The system may also include the internal electronic component includes a semiconductor die mounted on a substrate.

The system may also include the internal cooling component includes a cooling unit for a semiconductor die, the cooling unit includes a liquid cooling component of a liquid cooling system.

The system may also include the internal cooling component includes a cooling unit, a fluid distribution unit, a fluid collection unit, and a set of fluid pipes to connect the cooling unit, the fluid distribution unit, and the fluid collection unit, the fluid distribution unit to receive the cooling fluid from a fluid ingress port of the set of connectors and distribute the cooling fluid through a fluid pipe to the cooling unit for thermal management of the semiconductor die using the cooling fluid, and the fluid collection unit to collect heated cooling fluid through a fluid pipe from the cooling unit, and send the heating cooling fluid to a fluid egress port of the set of connectors.

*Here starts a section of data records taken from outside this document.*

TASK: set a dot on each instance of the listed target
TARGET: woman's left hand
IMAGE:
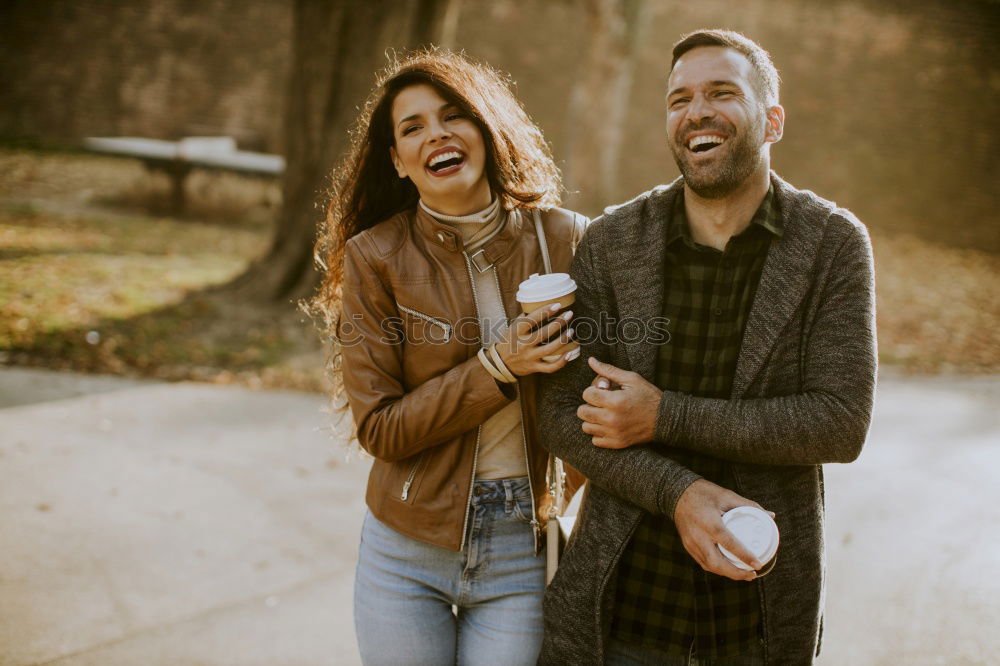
(529, 339)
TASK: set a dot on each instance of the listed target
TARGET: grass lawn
(85, 287)
(93, 278)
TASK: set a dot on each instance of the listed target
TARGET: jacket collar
(446, 237)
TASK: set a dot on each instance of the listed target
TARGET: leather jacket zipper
(443, 325)
(479, 430)
(536, 526)
(409, 480)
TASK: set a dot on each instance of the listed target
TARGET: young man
(767, 372)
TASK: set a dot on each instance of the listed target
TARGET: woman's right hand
(523, 345)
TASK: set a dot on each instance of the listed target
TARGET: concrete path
(185, 524)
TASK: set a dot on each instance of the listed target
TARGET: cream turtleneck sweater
(501, 443)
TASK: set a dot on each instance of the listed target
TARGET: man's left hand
(622, 417)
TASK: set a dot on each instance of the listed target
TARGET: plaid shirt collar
(767, 216)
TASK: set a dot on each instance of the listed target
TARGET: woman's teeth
(438, 160)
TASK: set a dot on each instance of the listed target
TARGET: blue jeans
(404, 589)
(619, 653)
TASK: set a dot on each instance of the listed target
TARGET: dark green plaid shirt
(663, 598)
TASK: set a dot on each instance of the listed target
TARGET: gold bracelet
(490, 368)
(501, 366)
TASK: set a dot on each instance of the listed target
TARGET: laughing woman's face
(441, 150)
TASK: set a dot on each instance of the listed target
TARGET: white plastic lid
(755, 529)
(538, 288)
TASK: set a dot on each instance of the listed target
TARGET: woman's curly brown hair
(365, 189)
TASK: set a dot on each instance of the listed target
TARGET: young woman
(430, 231)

The system may also include a controller electrically or optically coupled to the internal cooling component, the controller to instruct the internal cooling component to remove cooling fluid from the electronic cooling cartridge to allow removal of the electronic cooling cartridge from the physical interface, or the controller to instruct the internal cooling component to add cooling fluid to the electronic cooling cartridge after insertion of the electronic cooling cartridge into the physical interface.

In one example, a method, includes detecting insertion of an electronic cooling cartridge in a physical interface for a modular computing and cooling system, the electronic cooling cartridge includes a closed container encapsulating an internal electronic component and an internal cooling component for thermal management of the internal electronic component using a cooling fluid, initializing the internal electronic component for operation with an external electronic component through an internal operational connector of the electronic cooling cartridge, and generating a system management command to send the cooling fluid from an external cooling component to the internal cooling component through a fluid pipe and an internal fluid connector of the electronic cooling cartridge.

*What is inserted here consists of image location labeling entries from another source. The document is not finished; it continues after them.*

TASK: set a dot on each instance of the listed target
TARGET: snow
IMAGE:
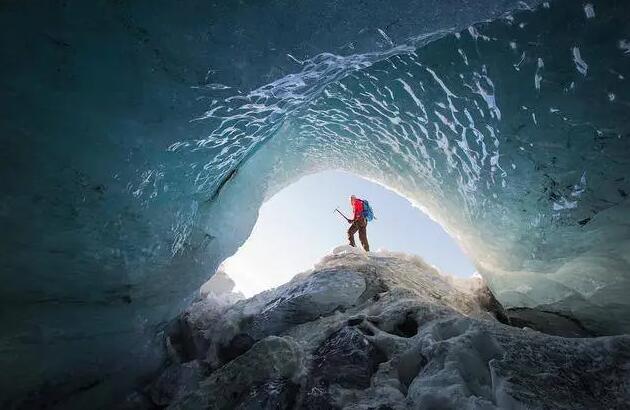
(397, 334)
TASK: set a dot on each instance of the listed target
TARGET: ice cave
(140, 138)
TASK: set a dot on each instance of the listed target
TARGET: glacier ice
(404, 337)
(140, 138)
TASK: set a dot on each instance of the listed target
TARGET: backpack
(368, 214)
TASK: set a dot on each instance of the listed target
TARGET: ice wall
(139, 139)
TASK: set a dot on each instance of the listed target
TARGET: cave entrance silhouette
(296, 228)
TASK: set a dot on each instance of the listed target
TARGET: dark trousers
(359, 224)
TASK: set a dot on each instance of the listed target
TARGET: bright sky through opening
(297, 227)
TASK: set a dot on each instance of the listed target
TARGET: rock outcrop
(384, 331)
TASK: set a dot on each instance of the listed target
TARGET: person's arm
(356, 212)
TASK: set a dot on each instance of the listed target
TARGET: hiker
(358, 223)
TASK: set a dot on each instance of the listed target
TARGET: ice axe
(344, 217)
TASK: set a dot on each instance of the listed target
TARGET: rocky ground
(383, 331)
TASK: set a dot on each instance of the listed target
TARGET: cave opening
(297, 226)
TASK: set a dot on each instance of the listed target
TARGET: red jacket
(358, 209)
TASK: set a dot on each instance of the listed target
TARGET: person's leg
(363, 236)
(351, 231)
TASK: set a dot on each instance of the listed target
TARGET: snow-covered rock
(386, 331)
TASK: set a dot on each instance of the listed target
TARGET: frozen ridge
(379, 331)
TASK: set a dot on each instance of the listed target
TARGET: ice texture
(140, 139)
(409, 339)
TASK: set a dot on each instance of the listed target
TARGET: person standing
(358, 223)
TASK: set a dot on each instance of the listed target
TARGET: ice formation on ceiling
(139, 139)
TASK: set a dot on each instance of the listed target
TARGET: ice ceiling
(140, 138)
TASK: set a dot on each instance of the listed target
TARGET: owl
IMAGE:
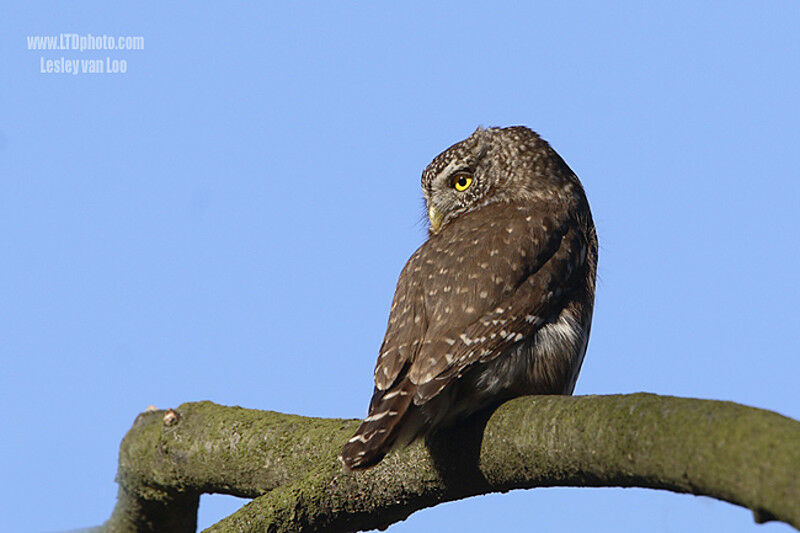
(497, 303)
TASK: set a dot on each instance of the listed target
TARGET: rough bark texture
(288, 464)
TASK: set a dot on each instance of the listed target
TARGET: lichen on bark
(288, 463)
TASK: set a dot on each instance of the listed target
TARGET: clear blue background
(227, 220)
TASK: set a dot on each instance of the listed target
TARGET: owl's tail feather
(379, 432)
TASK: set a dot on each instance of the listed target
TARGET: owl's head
(492, 165)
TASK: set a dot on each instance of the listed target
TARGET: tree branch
(746, 456)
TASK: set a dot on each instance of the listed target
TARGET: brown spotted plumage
(496, 304)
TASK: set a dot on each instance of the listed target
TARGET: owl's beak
(435, 217)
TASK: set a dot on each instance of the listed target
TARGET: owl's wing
(407, 325)
(516, 315)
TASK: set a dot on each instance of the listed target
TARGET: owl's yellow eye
(461, 182)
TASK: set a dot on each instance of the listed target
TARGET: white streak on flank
(398, 392)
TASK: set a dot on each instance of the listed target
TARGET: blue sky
(226, 221)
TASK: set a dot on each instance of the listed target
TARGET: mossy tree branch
(746, 456)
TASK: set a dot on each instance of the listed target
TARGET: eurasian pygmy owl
(496, 304)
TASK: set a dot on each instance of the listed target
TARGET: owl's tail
(379, 432)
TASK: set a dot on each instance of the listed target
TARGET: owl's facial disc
(436, 217)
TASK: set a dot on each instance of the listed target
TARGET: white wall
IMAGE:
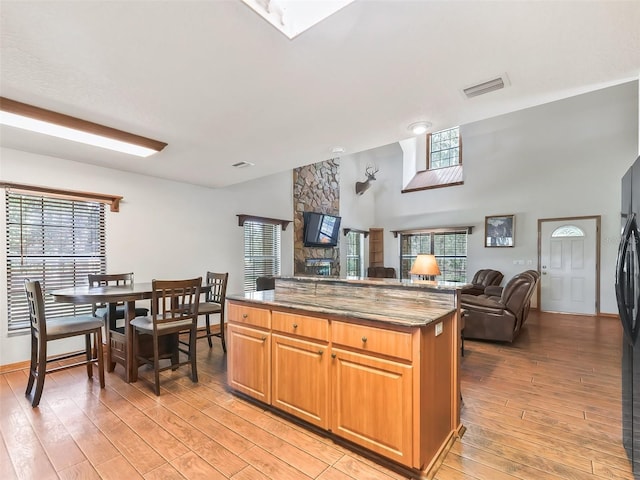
(164, 229)
(557, 160)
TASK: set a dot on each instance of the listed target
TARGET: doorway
(569, 265)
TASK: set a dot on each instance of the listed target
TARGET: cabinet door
(372, 403)
(300, 379)
(249, 361)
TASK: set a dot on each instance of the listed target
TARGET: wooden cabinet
(300, 367)
(378, 374)
(392, 389)
(372, 403)
(376, 247)
(249, 361)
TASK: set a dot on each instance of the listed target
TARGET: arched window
(568, 231)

The method also includes detecting the internal cooling component has received the cooling fluid.

The method also includes generating a system management command to start operations of the internal electronic component.

The method may also include receiving sensor measurements for the internal cooling component, determining whether adjustments are needed for the cooling fluid of the internal cooling component based on the sensor measurements, and generating a system management command to adjust the cooling fluid for the internal cooling component in accordance with the determination.

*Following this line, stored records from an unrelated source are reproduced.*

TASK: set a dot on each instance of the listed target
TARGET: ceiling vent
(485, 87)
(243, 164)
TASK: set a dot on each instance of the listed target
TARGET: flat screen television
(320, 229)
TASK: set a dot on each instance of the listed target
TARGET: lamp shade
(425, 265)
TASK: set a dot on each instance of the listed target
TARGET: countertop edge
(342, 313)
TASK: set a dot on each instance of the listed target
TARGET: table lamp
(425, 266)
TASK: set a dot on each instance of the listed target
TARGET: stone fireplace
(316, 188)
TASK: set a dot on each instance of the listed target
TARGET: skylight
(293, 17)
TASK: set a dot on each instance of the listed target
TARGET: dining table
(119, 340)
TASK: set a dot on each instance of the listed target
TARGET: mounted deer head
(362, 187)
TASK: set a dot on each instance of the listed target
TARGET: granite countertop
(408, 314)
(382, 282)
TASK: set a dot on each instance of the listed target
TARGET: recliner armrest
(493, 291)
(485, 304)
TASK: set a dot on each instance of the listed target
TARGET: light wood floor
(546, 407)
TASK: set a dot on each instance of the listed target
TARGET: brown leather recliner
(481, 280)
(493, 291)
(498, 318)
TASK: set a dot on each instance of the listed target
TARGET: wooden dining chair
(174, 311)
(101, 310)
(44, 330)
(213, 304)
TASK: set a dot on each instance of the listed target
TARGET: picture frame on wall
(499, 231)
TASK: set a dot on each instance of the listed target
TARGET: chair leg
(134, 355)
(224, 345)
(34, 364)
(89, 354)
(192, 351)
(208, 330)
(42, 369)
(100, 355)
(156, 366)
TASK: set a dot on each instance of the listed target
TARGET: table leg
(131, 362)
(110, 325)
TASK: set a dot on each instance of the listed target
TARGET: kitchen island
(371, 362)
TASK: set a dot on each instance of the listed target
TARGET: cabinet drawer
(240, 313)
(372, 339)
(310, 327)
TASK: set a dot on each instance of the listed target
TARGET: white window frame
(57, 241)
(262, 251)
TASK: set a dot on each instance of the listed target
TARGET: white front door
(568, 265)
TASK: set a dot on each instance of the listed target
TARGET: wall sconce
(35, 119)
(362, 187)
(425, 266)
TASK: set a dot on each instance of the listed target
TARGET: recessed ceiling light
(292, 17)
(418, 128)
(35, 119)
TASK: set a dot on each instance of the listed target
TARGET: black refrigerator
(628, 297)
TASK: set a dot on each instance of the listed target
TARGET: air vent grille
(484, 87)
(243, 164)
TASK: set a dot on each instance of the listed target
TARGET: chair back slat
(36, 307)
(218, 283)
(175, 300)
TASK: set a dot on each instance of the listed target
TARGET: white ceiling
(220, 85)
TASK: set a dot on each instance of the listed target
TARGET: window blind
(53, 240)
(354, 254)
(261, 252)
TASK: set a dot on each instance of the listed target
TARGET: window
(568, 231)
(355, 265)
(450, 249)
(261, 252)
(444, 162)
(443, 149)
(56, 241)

The method may also include receiving a system management command includes a request to remove the electronic cooling cartridge from the physical interface, generating a system management command to terminate operation of the internal electronic component of the electronic cooling cartridge, generating a system management command to drain the cooling fluid from the electronic cooling cartridge through the fluid pipe and the internal fluid connector of the electronic cooling cartridge, detecting operation of the internal electronic component is terminated and the cooling fluid is drained from the electronic cooling cartridge, and generating a system management command includes an authorization to remove the electronic cooling cartridge from the physical interface in response to the request.

The method may also include generating an authorization signal representing the authorization to remove the electronic cooling cartridge from the physical interface, and displaying a message by a user interface for the electronic cooling cartridge, activating a semiconductor device mounted on the closed container, or unlocking the electronic cooling cartridge from the physical interface.

The method may also include where the adjustments comprise adjusting an amount of the cooling fluid or a type of the cooling fluid.